🤖 AI Summary
This work addresses the challenge of physics-informed statistical inference when experimental data are modeled via generative models. We propose the first general-purpose Generator-Based Inference (GBI) framework, extending Simulation-Based Inference (SBI) to data-driven generators—including Normalizing Flows and GANs—enabling binless, high-dimensional parameter estimation and anomaly detection. Methodologically, we introduce a sideband-learning strategy to construct background generators and integrate density-ratio estimation with Bayesian inference to ensure statistical interpretability. In resonance anomaly detection, GBI achieves significantly improved sensitivity and sets a new state-of-the-art on the LHCO benchmark. Crucially, its outputs—parameter posteriors and anomaly significance scores—carry direct statistical semantics. By decoupling inference from specific physics models, GBI establishes an interpretable, scalable paradigm for model-agnostic anomaly detection in high-energy physics and beyond.
📝 Abstract
Statistical inference in physics is often based on samples from a generator (sometimes referred to as a ``forward model") that emulate experimental data and depend on parameters of the underlying theory. Modern machine learning has supercharged this workflow to enable high-dimensional and unbinned analyses to utilize much more information than ever before.

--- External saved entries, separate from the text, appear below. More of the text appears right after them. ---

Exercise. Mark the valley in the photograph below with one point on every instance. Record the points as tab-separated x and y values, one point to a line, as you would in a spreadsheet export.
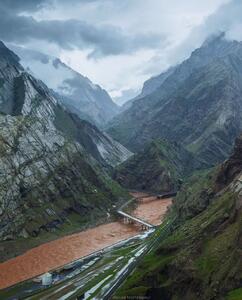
55	254
99	201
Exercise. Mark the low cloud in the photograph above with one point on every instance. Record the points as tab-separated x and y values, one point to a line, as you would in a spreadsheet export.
69	34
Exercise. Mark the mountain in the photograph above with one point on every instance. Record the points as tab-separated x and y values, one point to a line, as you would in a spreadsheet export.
198	105
52	164
202	257
160	167
89	101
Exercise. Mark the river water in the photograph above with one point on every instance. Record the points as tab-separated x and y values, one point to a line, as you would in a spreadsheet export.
57	253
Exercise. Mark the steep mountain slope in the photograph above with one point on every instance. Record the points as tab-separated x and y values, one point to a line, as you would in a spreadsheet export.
202	258
77	92
160	167
198	105
47	175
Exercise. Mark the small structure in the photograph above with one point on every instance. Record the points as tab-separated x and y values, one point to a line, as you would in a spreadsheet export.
46	278
128	219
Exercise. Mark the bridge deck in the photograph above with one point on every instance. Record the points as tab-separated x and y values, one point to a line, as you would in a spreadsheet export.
135	219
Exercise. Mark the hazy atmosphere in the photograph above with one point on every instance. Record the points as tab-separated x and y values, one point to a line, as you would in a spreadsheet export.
121	149
117	44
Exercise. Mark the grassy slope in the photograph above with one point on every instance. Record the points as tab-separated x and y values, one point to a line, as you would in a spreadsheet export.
202	259
160	167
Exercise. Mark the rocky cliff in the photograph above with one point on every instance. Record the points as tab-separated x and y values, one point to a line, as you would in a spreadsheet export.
199	105
48	173
86	99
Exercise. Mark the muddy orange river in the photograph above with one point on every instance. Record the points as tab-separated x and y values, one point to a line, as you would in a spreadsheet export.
57	253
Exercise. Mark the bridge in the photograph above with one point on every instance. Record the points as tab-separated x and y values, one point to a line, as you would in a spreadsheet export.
128	219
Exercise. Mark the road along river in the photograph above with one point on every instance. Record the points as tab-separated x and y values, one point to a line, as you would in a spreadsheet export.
60	252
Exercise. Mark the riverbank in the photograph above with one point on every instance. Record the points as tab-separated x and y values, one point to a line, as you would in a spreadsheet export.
57	253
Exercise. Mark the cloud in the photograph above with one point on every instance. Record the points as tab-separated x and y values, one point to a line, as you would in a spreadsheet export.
117	43
69	34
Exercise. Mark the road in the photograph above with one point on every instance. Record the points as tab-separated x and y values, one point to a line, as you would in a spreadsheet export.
96	276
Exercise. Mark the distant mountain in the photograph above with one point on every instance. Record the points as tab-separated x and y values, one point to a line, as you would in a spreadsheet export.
52	164
77	92
199	105
160	167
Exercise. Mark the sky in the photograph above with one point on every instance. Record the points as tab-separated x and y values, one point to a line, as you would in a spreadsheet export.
118	44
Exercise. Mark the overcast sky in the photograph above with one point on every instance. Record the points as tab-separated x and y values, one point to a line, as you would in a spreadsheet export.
117	43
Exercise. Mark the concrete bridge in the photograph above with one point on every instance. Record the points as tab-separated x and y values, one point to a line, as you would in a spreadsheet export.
128	219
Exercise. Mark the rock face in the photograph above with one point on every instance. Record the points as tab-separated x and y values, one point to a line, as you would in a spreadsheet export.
202	258
198	105
160	167
75	91
47	173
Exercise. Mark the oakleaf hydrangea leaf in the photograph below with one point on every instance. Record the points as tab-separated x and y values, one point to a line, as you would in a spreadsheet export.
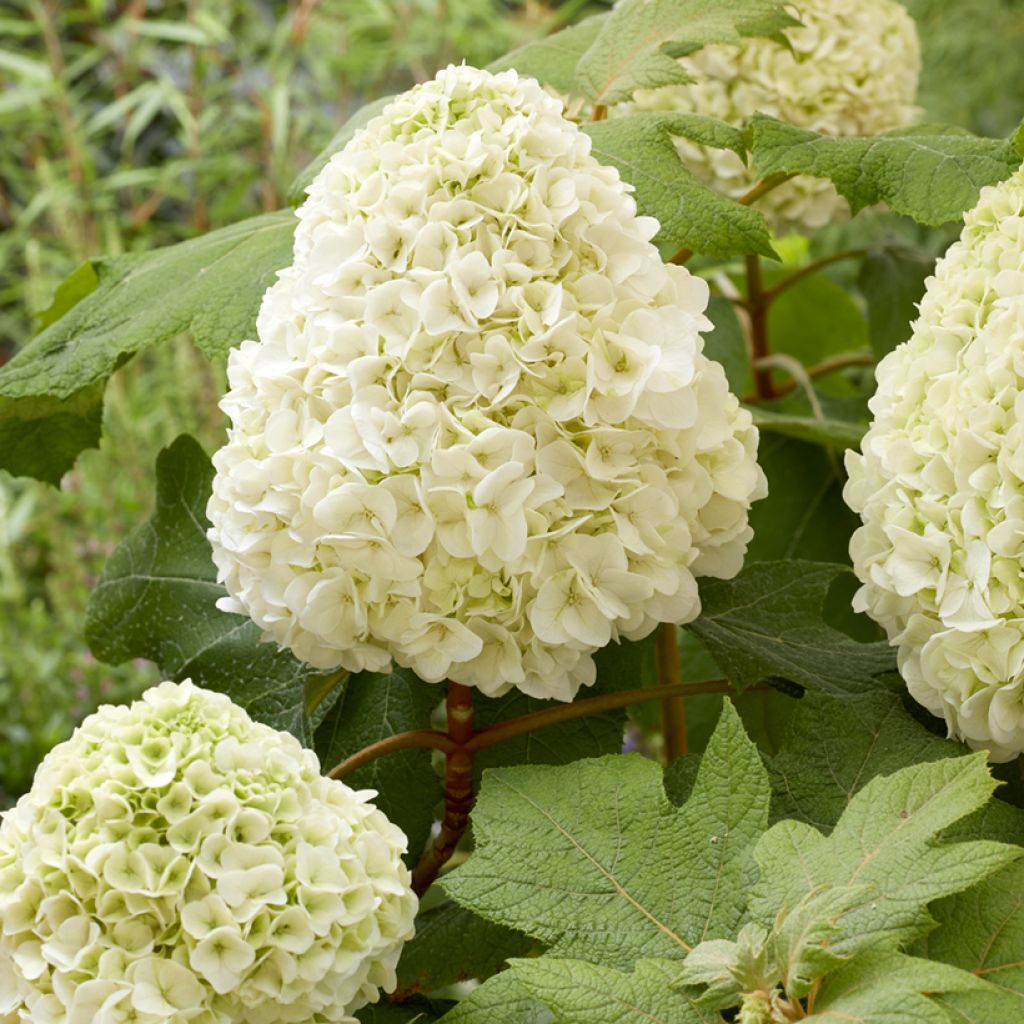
579	992
982	931
627	877
768	623
51	391
372	707
639	42
501	999
157	599
363	117
552	59
930	173
884	842
454	944
834	748
691	215
890	988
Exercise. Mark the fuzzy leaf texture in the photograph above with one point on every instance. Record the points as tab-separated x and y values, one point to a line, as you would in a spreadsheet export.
51	391
834	748
372	707
929	173
552	59
884	844
982	931
768	623
157	600
691	215
601	880
579	992
640	41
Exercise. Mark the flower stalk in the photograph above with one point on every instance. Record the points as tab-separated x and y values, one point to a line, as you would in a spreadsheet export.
458	788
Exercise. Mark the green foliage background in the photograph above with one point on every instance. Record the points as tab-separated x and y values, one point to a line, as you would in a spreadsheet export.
125	126
832	858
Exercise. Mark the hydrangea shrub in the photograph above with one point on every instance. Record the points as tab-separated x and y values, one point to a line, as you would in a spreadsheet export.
477	433
940	485
483	431
848	69
176	861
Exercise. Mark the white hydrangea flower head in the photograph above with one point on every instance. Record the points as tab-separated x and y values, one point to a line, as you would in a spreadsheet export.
477	434
850	68
175	862
940	485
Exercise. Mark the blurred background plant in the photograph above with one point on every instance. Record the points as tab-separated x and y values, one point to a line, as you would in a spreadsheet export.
130	125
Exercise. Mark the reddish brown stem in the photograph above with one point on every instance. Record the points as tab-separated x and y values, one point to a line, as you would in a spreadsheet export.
673	708
416	739
458	788
786	283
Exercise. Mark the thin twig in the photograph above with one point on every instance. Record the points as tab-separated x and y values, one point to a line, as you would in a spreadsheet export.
432	739
593	706
458	788
786	283
822	369
758	309
674	708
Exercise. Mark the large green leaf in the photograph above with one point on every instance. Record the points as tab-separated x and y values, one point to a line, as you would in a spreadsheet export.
157	599
885	843
804	515
627	876
414	1012
982	931
930	173
640	41
835	748
579	992
691	215
454	944
373	707
500	1000
552	59
814	320
892	281
768	623
341	138
892	988
51	391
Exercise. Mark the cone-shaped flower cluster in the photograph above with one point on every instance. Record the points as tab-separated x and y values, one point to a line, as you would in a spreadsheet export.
177	862
850	69
477	433
940	485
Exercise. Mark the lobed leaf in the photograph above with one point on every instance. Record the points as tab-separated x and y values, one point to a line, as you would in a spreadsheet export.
51	391
453	944
982	931
691	215
930	173
501	999
629	877
579	992
835	748
552	59
372	707
639	42
768	623
885	843
157	599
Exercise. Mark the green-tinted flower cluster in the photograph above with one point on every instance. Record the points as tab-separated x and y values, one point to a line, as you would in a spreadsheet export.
175	861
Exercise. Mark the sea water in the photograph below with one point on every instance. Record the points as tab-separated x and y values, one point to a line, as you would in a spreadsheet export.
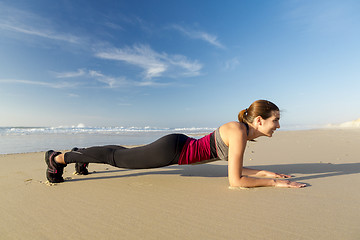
35	139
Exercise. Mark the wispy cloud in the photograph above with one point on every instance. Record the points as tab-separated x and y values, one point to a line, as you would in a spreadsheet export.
207	37
39	83
232	63
24	22
78	73
111	82
155	64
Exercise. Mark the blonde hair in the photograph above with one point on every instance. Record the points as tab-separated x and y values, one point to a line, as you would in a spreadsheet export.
261	108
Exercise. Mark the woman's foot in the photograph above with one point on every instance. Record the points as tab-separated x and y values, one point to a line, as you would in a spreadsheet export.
55	170
81	168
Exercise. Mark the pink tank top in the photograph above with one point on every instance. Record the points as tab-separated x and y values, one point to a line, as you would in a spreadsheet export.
195	150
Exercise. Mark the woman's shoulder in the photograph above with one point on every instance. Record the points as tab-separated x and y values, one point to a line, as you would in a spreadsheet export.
232	129
232	126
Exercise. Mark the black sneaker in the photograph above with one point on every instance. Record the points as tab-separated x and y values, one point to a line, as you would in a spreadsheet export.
55	170
80	168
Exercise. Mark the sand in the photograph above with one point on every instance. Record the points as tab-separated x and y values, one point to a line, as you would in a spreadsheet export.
192	202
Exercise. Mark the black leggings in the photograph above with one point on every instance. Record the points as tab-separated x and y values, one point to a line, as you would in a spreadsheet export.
163	152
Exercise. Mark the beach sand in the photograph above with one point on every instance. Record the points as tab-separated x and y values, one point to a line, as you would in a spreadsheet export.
192	202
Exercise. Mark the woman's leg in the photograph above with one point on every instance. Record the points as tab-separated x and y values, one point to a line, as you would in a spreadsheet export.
163	152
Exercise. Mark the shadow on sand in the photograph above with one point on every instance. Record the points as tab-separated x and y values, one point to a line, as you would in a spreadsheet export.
313	170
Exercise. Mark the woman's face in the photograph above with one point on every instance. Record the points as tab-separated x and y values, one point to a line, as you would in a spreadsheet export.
270	124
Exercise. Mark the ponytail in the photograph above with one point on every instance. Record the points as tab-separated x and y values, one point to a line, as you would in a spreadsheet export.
242	116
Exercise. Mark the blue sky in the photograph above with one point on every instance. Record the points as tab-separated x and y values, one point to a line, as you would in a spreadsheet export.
184	63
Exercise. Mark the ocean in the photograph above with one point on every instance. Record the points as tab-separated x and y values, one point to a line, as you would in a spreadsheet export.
35	139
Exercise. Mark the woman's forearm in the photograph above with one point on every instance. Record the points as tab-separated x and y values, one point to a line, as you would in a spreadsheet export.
251	172
249	182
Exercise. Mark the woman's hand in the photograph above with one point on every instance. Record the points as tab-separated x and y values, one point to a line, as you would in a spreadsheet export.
288	184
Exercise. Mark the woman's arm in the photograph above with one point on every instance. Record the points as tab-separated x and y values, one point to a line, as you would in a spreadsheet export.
234	134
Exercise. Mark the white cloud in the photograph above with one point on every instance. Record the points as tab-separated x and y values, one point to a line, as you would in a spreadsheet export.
155	64
108	80
78	73
39	83
209	38
24	22
232	64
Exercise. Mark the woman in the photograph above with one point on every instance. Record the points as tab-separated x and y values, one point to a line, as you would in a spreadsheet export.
228	142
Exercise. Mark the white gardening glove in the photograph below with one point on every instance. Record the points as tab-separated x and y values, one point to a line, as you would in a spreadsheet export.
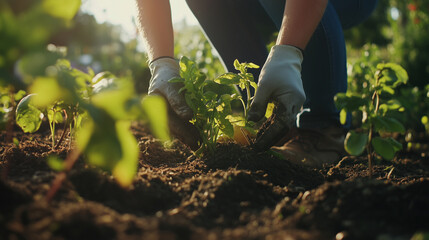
179	113
163	70
279	81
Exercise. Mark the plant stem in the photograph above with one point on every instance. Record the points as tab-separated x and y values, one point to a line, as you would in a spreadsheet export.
64	131
11	116
59	179
369	150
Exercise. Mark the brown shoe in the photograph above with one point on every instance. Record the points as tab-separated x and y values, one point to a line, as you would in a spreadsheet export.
314	148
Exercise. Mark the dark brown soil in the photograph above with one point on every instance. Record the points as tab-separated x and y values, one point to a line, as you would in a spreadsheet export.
236	194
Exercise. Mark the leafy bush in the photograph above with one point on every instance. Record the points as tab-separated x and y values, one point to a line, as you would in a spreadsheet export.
374	102
210	101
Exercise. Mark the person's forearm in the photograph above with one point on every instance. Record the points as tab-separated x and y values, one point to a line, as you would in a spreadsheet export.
301	18
154	20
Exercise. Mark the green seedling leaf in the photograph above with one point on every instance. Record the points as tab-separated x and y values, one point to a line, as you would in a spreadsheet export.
155	109
228	78
383	147
64	9
396	74
396	145
28	117
355	143
47	91
343	116
270	109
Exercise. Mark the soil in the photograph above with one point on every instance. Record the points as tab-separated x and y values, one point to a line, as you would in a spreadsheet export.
236	194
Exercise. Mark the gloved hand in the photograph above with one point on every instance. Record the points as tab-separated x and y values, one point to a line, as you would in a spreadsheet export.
163	70
280	80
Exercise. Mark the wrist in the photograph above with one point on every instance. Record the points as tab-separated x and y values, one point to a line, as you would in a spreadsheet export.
158	58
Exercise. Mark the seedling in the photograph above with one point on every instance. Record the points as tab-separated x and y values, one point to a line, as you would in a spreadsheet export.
98	110
210	100
375	104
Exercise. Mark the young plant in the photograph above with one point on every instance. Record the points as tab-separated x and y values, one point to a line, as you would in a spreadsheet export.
210	100
374	103
100	109
245	82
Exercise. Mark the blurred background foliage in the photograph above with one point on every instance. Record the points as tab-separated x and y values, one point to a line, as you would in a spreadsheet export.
396	32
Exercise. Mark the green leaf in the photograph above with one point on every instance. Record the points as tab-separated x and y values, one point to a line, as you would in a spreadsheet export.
177	80
355	143
155	109
64	9
251	65
400	73
396	145
228	78
28	117
226	127
383	147
237	65
270	109
48	91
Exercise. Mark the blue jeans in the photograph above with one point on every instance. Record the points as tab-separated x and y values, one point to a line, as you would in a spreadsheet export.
241	29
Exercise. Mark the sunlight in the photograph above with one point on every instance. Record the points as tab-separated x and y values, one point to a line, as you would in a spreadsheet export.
123	13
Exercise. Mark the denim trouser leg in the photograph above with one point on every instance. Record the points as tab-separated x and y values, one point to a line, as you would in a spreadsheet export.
238	30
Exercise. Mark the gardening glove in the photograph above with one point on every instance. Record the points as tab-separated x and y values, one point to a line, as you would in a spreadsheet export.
179	113
279	81
163	70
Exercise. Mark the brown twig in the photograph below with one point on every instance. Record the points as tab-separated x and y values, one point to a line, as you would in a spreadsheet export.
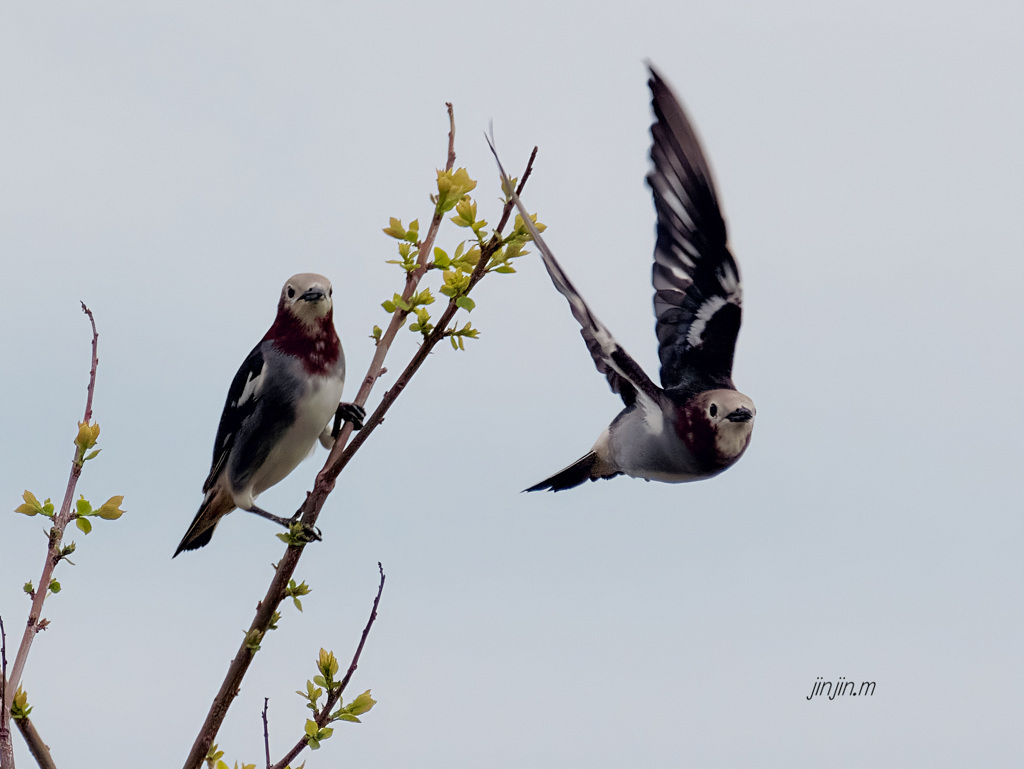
266	732
6	745
323	718
35	623
339	457
39	750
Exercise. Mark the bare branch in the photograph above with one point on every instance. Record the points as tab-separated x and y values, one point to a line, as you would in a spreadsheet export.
266	732
6	745
323	718
39	750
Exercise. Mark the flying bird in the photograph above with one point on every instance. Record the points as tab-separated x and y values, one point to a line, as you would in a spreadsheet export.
280	402
696	424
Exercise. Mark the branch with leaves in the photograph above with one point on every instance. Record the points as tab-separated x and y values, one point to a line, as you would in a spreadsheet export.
14	699
460	270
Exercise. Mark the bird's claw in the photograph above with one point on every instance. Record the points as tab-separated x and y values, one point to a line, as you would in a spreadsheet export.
351	413
300	533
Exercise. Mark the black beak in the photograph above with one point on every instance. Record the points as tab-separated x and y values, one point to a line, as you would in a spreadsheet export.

We propose a general framework for describing the integration of machine learning with generators called Generator Based Inference (GBI). A well-studied special case of this setup is Simulation Based Inference (SBI) where the generator is a physics-based simulator. In this work, we examine other methods within the GBI toolkit that use data-driven methods to build the generator. In particular, we focus on resonant anomaly detection, where the generator describing the background is learned from sidebands. We show how to perform machine learning-based parameter estimation in this context with data-derived generators. This transforms the statistical outputs of anomaly detection to be directly interpretable and the performance on the LHCO community benchmark dataset establishes a new state-of-the-art for anomaly detection sensitivity.